Sugar Sugar, Inc.
- Company type: Private
- Industry: Confectionery
- Founded: 2003
- Headquarters: Maitland, Florida
- Website: handmadelollies.com

= Sugar Sugar (company) =

Confectionery manufacturer and retailer

Sugar Sugar, Inc. is a confectionery manufacturer and retailer located in Orlando, Florida.

The company is most famous for their handmade hard candy and incredibly large novelty lollipops weighing up to 2 pounds each. One of their specialties is a personalized candy where they form names, words, and logos by hand within each bite-sized piece of hard candy. The style of candymaking is very similar to Great Britain's "stick of rock" or Australia's "lollies" and often called just Rock or Lolly. Sugar-free lollies are also made using Splenda brand sucralose.

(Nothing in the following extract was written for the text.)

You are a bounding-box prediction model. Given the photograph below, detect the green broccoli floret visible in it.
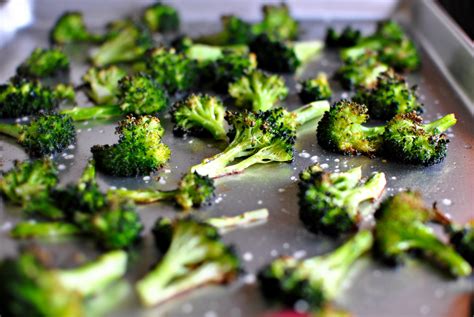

They make a variety of other confections, including peanut brittle, cashew brittle, candy apples, caramel apples, and an assortment of chocolate dipped sweets.

First airing in 2006, Sugar Sugar has been featured two of the Food Network's Unwrapped episodes, "Candy Cravings" and "Couch Potato."

Sugar Sugar's exhibition factory is located inside Universal Studios Florida theme park in the San Francisco/Amity themed area.